Book Burden Of Freedom

    Book Details:
  • Author : Myles Munroe
  • Publisher : Charisma Media
  • Release : 2013-09-02
  • ISBN : 159979697X
  • Pages : 257 pages

Download or read book Burden Of Freedom written by Myles Munroe and published by Charisma Media. This book was released on 2013-09-02 with total page 257 pages. Available in PDF, EPUB and Kindle. Book excerpt: The Burden Of Freedom explains that too many people use past oppression to remain mired in hatred and irresponsibility today. The spirit of oppression has specific telltale effects on individuals, communities, and nations.

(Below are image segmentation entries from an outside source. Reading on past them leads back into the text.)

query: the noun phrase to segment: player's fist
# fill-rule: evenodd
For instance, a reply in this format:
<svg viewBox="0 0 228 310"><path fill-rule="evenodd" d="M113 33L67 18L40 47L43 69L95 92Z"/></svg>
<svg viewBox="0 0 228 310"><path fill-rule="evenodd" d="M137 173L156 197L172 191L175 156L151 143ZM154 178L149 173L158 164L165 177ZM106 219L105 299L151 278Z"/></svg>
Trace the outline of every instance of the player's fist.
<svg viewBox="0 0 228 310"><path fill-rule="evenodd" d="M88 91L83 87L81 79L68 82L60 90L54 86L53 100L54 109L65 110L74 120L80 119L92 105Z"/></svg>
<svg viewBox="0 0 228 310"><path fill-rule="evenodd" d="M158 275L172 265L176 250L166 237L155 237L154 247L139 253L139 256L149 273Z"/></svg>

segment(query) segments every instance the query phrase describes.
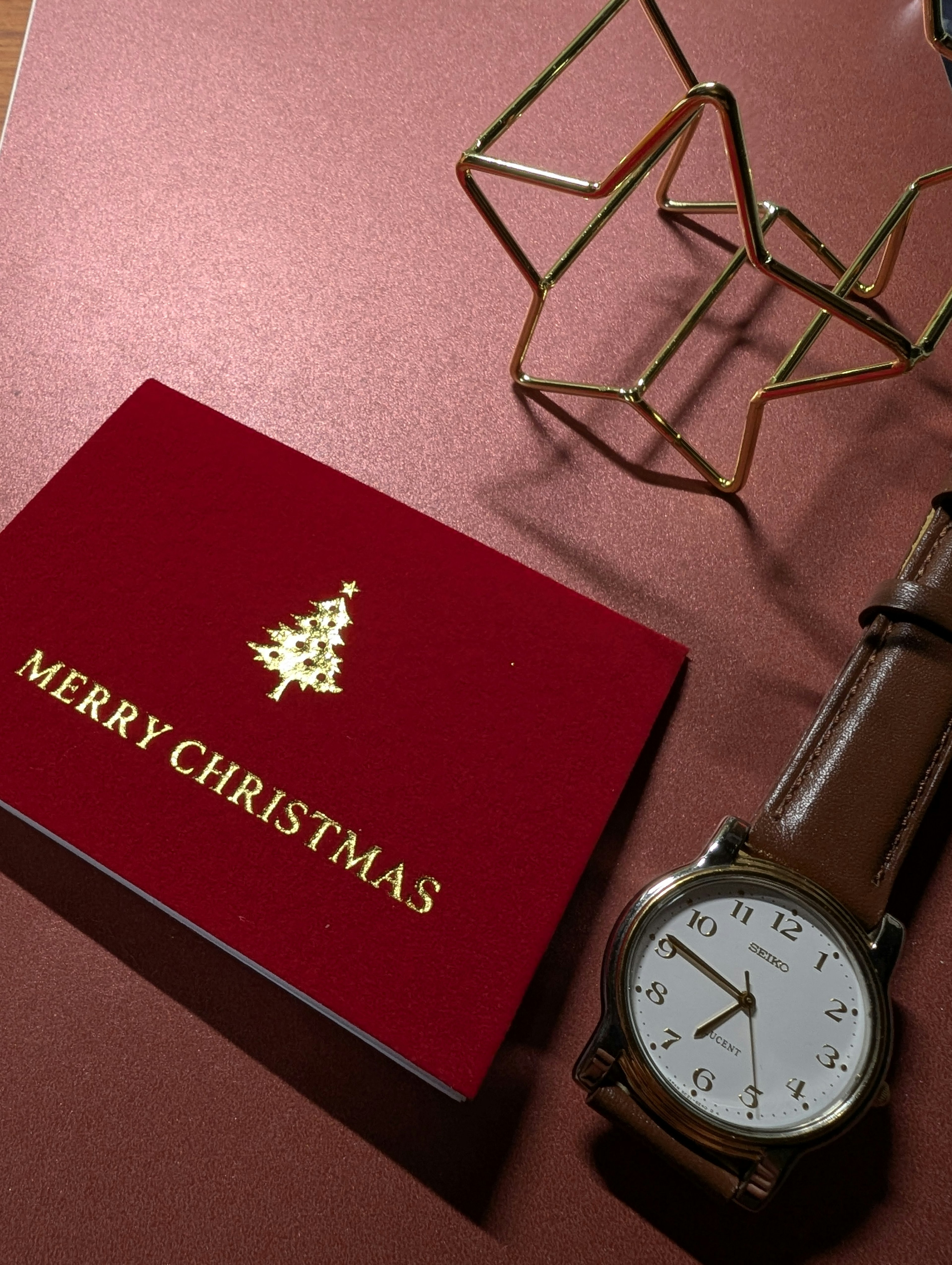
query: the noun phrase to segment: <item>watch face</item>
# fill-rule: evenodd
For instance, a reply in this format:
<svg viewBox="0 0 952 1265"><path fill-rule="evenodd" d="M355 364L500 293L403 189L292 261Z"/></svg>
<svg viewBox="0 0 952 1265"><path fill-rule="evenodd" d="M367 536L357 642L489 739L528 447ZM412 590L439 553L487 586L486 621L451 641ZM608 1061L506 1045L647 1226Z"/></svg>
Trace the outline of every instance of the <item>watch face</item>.
<svg viewBox="0 0 952 1265"><path fill-rule="evenodd" d="M757 873L702 872L652 902L622 980L644 1064L732 1132L821 1128L875 1071L881 1011L853 937Z"/></svg>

Book Radical Responsibility

    Book Details:
  • Author : Fleet Maull, Ph.D.
  • Publisher : Sounds True
  • Release : 2019-05-14
  • ISBN : 1683641965
  • Pages : 227 pages

Download or read book Radical Responsibility written by Fleet Maull, Ph.D. and published by Sounds True. This book was released on 2019-05-14 with total page 227 pages. Available in PDF, EPUB and Kindle. Book excerpt: An Invitation to Discover Personal Freedom, Authentic Relationships, and Limitless Possibility What is the greatest obstacle to your fulfillment, success, and happiness? “It's the belief,” teaches Fleet Maull, “that your current situation, whatever it is, has the power to determine your future.” Before he was a revered meditation teacher, Fleet Maull served 14 years in prison for drug trafficking. And during that time, he embarked on a path of transformation and service that today has helped tens of thousands—from inmates to hospice patients to top-level business leaders. With Radical Responsibility, he invites us to experience for ourselves the life-changing journey from victim to co-creator. Here, he guides us step by step to shift our fear-based conditioning into the habits of courage, compassion, and positive change. Join him to delve deeply into: • The complete Radical Responsibility® method for breaking free of your learned limitations and accessing limitless possibility • Discovering basic goodness— your indestructible inner resource for happiness, connection, and strength • Fleet Maull's mindfulness-based emotional intelligence (MBEI) model—neuroscience-informed principles and tools for shedding shame and blame and embracing self-awareness, resilience, and freedom from our self-created suffering • Getting off the Drama Triangle and into the Empowerment Zone—profound practices to transform interpersonal conflicts • Creating your life plan—a clear and achievable map for living your highest purpose, and many other chapters of real-world-tested insights and strategies If you would like to take your life to the next level and truly optimize your health, relationships, career, and other life pursuits, Radical Responsibility will give you the expert guidance to move beyond the inner walls of your beliefs and realize your full potential. This book includes access to guided audio sessions for many of the exercises, available online.